Rose thought Roy Jenkins was a lazy biographer who did no original research, and as a Wolfson prize judge he made sure that Jenkins’s Gladstone didn’t win, reflecting that Roy had ‘already acquired many of life’s prizes’. He also blocked the ‘unrepentant Stalinist’ Eric Hobsbawm, who was nominated year after year (and was awarded the prize as soon as Rose retired as a judge).
Royal gossip was what Rose enjoyed most, however. He was shocked when Princess Margaret, whom he liked, told him that she had destroyed many of the Queen Mother’s letters. ‘I have already filled two big sacks,’ she said, ‘and the servants are so pleased at my cleaning up the mess.’ She spent a week wearing white gloves, going through every drawer and throwing away her mother’s private correspondence, and she eventually filled 30 black bags with papers.
Rose was approached about writing the Queen Mother’s life but he declined. ‘How nice is she really behind the enticing façade?’ he wondered. ‘Would I be censored? Do I really want to devote my remaining years to earning money I don’t really need and a KCVO that would come too late to give me pleasure?’ But he still had his fingers in the pie. The Queen Mother’s official biographer, William Shawcross, confided in Rose, and so did his rival Hugo Vickers, the unofficial biographer, and the competition between the two writers gave Rose a certain amount of malicious pleasure.
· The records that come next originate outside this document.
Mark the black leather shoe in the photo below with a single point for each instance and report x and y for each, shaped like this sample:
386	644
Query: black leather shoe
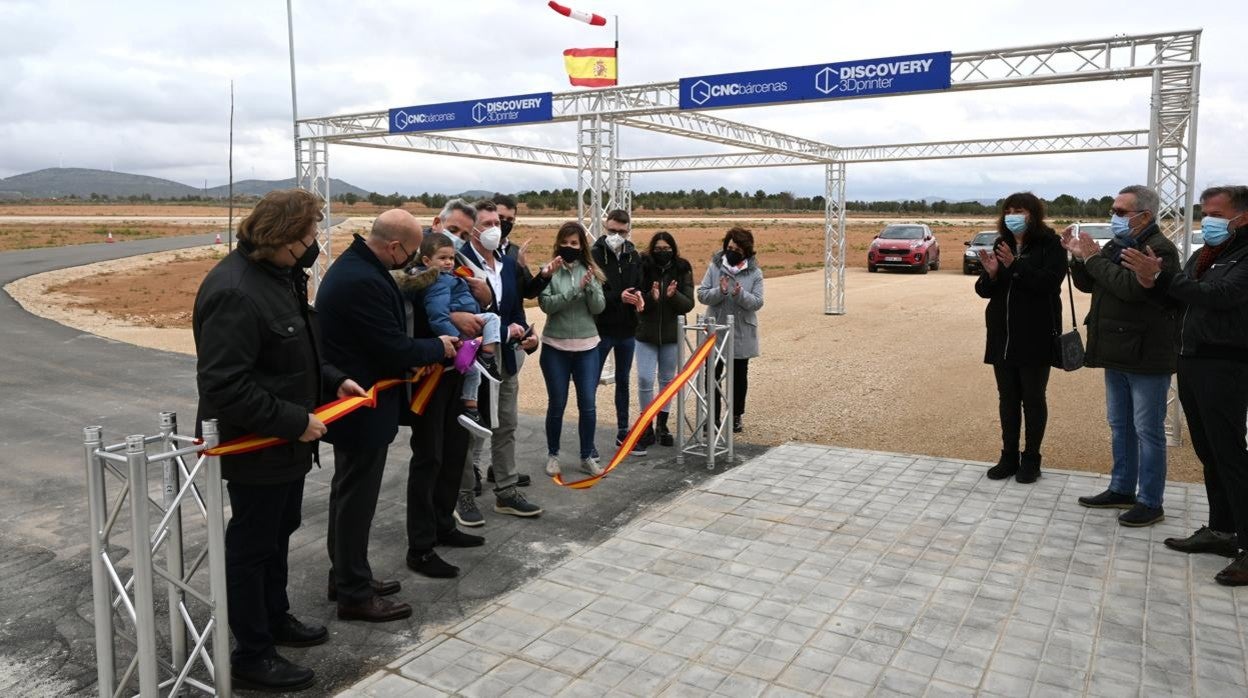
1006	467
1140	516
1108	500
275	674
1236	575
381	587
376	609
456	538
1206	541
431	566
290	632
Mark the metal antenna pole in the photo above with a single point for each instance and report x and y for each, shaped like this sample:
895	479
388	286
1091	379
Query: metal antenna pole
230	224
295	104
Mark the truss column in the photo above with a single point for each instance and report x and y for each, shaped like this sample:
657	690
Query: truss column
834	239
594	155
315	176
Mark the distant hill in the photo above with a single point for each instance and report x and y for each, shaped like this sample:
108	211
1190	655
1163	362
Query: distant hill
260	187
59	182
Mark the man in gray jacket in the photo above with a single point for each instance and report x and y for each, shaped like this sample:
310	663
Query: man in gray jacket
1132	336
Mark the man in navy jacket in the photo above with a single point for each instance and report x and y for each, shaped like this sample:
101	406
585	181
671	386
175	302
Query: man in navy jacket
365	334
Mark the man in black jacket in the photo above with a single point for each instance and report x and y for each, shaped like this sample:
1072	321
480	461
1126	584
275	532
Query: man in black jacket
617	325
1132	337
365	332
258	372
1212	292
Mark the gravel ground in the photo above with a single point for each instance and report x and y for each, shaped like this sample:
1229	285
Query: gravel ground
901	371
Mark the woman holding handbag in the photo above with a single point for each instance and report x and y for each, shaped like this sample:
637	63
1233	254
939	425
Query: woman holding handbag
1022	281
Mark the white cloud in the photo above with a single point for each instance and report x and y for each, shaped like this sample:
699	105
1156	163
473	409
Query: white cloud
144	88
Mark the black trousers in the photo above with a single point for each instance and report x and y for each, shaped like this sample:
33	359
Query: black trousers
357	481
439	450
257	543
1021	392
1214	397
740	385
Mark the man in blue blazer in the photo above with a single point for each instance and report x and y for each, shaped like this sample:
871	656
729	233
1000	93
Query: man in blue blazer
363	331
507	284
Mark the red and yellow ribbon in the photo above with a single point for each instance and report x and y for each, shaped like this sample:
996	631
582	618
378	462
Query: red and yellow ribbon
647	416
426	380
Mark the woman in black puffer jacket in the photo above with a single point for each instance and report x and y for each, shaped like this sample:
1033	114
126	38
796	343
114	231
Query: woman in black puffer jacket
1022	280
668	285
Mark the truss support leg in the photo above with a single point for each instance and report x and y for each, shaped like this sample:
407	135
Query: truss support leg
315	176
834	239
1172	174
595	154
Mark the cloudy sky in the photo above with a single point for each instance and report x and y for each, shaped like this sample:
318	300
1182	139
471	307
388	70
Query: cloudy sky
142	86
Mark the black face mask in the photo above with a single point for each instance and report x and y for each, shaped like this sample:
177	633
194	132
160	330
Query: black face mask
407	261
308	257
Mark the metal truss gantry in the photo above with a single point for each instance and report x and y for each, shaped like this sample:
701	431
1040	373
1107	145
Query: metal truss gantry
1171	59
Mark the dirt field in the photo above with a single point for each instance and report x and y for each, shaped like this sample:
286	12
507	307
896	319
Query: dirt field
24	236
902	371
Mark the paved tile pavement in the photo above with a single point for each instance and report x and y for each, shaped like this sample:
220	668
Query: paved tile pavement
838	572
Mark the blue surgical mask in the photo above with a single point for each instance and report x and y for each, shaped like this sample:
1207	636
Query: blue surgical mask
1214	230
1120	226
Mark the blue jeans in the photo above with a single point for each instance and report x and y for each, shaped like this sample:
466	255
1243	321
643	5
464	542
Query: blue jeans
650	357
623	347
582	368
1136	403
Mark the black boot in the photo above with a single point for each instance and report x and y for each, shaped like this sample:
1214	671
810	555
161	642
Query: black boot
1006	467
1028	467
664	435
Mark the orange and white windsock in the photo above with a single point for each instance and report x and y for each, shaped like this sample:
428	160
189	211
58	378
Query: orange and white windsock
588	18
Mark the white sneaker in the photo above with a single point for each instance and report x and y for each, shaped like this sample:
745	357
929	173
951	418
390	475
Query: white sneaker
592	466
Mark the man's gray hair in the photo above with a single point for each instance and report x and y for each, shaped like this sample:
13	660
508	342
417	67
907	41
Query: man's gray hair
1237	194
458	205
1146	199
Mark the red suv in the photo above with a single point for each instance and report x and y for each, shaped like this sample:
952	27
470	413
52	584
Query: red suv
905	246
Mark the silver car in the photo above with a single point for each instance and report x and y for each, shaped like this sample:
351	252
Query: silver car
982	240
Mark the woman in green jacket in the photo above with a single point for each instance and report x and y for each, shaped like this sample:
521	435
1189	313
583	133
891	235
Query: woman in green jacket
668	285
569	342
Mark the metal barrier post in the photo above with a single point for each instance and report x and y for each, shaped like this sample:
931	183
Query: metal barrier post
714	417
97	508
729	396
174	543
680	393
215	505
145	596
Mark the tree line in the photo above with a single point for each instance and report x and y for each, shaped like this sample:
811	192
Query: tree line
723	199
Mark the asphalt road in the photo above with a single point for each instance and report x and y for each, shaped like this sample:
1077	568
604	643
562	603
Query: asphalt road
56	380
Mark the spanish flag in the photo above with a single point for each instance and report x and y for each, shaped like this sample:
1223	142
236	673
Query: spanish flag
590	68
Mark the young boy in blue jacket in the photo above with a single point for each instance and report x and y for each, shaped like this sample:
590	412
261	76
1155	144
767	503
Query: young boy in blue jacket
451	294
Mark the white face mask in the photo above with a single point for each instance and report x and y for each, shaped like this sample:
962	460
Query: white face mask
491	237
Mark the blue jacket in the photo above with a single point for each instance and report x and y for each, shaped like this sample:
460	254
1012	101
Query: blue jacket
511	310
448	294
363	329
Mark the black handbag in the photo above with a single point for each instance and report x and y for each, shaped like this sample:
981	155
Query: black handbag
1070	345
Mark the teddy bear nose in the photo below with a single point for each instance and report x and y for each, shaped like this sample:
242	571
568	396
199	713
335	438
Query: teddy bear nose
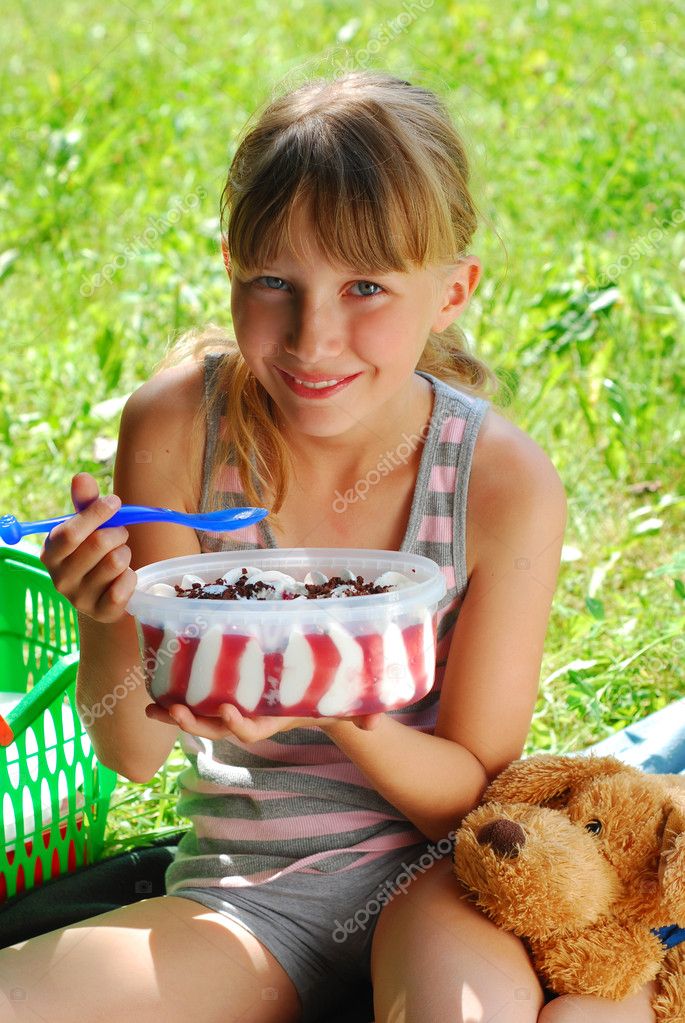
506	837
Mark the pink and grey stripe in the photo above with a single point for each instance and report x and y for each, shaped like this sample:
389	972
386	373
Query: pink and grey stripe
295	802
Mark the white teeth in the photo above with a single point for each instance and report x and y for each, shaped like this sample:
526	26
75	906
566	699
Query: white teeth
321	384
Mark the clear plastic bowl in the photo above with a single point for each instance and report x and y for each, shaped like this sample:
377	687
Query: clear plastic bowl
335	657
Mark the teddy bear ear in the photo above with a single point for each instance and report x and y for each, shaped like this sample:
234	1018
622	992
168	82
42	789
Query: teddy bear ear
548	781
672	859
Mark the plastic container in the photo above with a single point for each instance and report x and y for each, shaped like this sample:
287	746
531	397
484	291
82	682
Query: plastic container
54	794
335	657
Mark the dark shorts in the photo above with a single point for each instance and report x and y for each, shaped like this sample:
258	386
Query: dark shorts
320	926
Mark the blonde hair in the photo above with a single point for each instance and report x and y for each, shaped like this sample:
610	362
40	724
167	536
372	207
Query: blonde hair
385	174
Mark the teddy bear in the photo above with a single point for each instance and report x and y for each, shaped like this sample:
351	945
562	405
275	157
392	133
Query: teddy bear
584	858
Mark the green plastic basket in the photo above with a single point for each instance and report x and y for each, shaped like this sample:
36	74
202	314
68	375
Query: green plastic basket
54	794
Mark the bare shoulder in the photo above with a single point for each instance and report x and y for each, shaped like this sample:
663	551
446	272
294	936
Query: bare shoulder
162	440
513	488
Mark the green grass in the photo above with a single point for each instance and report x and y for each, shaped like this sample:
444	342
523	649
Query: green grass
115	117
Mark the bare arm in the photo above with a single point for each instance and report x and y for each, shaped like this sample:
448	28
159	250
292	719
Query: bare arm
151	459
515	531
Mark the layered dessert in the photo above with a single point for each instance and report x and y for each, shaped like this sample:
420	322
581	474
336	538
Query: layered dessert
249	583
329	670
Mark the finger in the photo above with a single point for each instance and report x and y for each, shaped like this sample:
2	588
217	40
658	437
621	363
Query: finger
242	727
207	727
157	713
84	490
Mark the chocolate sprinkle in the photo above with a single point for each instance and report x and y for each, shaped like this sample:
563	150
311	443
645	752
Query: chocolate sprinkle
248	590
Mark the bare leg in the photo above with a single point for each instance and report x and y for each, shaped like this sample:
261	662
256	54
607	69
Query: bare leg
163	960
585	1009
436	959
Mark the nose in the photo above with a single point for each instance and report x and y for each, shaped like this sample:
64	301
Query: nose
315	335
506	837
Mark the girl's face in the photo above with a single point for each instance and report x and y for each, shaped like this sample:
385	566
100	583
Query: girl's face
305	317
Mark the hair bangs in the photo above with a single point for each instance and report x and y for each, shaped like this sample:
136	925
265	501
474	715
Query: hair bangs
366	209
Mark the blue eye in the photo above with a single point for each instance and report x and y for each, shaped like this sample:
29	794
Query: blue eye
276	287
367	283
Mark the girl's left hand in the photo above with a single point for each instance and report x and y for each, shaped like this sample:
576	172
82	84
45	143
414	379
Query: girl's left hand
247	729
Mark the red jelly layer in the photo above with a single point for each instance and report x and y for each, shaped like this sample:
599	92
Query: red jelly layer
326	661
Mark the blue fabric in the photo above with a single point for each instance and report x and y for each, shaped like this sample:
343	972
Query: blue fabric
670	935
656	744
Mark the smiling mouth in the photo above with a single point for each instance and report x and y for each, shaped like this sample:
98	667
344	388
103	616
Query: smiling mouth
318	385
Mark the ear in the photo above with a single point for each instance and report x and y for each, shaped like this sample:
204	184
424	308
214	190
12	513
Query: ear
548	781
227	258
457	287
672	859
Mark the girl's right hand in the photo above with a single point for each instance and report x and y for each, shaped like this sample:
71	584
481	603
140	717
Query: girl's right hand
87	565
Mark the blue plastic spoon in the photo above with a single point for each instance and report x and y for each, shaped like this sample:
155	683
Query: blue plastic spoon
11	531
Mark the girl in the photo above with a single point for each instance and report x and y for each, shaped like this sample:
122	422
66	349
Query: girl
319	853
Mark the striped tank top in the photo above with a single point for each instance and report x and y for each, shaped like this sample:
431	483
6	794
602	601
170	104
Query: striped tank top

The most unlikely of Rose’s royal friends was Sarah Ferguson. After her separation from Prince Andrew, she invited him to Sunningdale for nursery tea with the biggest, richest chocolate cake he had ever seen. When Martin Charteris called her ‘vulgar, vulgar, vulgar’ in a Spectator interview, Rose defended her in his column, and she wrote him a charming letter of thanks. ‘If I am cheerful and noisy,’ she told him, ‘it is not because I am over-confident but because I am insecure.’
Rose was ‘inelegantly’ sacked from the Sunday Telegraph by Dominic Lawson in 1997, when he was 72. In retirement he occupied himself writing his biography of Lord Rothschild, which came out 20 years after King George V. It was not a happy time. He was suffering from cancer. His publishers, Weidenfeld, presumed there was ‘little hope of my producing any lucrative book in the future’, and he had come to dislike his subject deeply. He started work on the journals, his literary legacy, and, always one to plan ahead, eight years before he died he arranged for his memorial service to be held in the Chapel of the Order of the British Empire in St Paul’s.
Unobtrusively edited by Thorpe, the diaries reveal Rose warts and all. Ridiculously snobbish, yes, but a courtier who revelled in gossip, which is the lifeblood of biography, and a man who could never resist a good story. His journals are stuffed with juicy plums, and they will become an indispensable source.